We need to change the incentives. In addition to forcing unfair players to mend their ways we should require them to pay triple damages to the consumers they’ve bilked, similar to the way organized criminals are required to pay triple damages under the RICO statute, which has recently been extended to other areas of business law.
These damages would be calculated by figuring out how much customers were overcharged due to unfair competition and then multiplying that number by three. The penalties would kick in only after a company is found guilty of violating applicable laws.
The threat of such penalties would hang like a sword over would-be technology monopolists. For once, they’d have to consider whether what they are doing is right, whether it is fair, and whether it might eventually be determined, by a judge or jury, to be illegal.
Right now, few technology executives bother with such trifling concerns. They know they can baffle Congress and bamboozle the FCC with virtual impunity.

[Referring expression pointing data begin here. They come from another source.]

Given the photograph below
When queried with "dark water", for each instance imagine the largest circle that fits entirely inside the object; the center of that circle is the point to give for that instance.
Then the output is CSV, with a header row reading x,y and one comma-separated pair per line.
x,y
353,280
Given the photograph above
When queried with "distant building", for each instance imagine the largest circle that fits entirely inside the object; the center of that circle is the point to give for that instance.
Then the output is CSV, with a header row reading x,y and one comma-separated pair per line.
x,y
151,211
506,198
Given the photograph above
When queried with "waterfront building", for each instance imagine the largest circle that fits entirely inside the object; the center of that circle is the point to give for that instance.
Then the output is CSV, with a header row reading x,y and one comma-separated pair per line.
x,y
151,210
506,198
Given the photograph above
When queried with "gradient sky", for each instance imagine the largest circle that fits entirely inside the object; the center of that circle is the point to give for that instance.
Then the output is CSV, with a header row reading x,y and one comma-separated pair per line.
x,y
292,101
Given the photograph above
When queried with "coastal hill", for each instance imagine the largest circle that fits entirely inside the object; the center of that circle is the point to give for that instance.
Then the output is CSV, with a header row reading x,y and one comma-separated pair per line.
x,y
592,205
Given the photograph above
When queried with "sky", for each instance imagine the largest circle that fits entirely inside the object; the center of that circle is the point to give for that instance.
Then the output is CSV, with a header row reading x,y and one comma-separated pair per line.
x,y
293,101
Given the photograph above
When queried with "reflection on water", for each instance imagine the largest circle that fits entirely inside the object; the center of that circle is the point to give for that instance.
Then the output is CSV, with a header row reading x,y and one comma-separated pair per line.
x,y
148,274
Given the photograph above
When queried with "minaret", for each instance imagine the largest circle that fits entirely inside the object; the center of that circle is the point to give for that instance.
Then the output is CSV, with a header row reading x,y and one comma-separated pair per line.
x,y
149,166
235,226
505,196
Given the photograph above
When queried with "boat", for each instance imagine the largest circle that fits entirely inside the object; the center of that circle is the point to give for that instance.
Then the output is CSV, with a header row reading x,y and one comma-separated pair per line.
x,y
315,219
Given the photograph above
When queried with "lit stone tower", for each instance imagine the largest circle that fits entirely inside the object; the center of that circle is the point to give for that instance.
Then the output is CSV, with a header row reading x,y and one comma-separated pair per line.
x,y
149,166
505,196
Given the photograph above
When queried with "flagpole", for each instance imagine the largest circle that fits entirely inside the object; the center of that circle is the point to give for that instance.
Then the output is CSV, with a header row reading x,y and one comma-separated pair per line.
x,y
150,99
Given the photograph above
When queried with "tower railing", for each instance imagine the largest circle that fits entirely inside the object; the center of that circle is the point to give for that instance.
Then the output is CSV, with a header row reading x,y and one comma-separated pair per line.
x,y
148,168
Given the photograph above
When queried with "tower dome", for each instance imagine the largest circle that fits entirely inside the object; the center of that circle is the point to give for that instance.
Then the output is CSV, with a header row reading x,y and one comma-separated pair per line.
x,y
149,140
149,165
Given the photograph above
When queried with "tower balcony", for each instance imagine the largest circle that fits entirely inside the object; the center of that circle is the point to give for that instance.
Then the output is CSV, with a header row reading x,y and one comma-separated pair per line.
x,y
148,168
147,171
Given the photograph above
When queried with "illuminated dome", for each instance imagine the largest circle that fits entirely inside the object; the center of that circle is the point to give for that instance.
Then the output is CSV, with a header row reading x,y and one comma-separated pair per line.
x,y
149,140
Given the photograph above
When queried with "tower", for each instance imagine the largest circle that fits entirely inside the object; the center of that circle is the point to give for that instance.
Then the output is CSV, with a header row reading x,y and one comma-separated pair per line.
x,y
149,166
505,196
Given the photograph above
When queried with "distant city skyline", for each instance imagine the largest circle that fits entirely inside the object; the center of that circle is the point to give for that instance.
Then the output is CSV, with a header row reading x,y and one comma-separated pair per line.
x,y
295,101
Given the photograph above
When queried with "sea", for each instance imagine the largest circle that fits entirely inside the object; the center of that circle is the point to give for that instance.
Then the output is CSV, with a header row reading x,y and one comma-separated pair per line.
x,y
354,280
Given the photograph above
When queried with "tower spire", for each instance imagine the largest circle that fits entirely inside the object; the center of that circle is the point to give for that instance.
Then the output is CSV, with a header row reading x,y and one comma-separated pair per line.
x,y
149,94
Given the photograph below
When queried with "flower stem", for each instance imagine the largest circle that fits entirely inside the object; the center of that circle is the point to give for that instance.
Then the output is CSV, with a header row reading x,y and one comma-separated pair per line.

Ripped-off consumers, of course, can file class-action lawsuits. But, pitted against the deep pockets of big companies, consumers rarely get a fair shake. It’s taken decades, for example, for class actions filed against tobacco firms to make headway despite the fact those companies sell products created by people who knowingly poison their customers.
The solution is to make illegal actions more expensive than legal ones. A few leading technology companies will howl when we do it. But the result will be more competition, lower prices and accelerated progress. Instead of spending so much time trying to figure out how to capture market share by stopping the other guy, high-tech companies would have a bigger incentive to create better products, to do it faster, and to charge less.
In addition, it’s also likely disputes between competing industries would be resolved privately and more quickly, without costly and time-consuming regulatory, legislative or judicial intervention. It’s amazing how reasonable business executives get when you threaten to take away their money.
Enacting treble damages payable to consumers undoubtedly won’t solve every digital communications policy dispute. But it would, I suspect, give our legislators and regulators more time to think about some of our other pressing problems.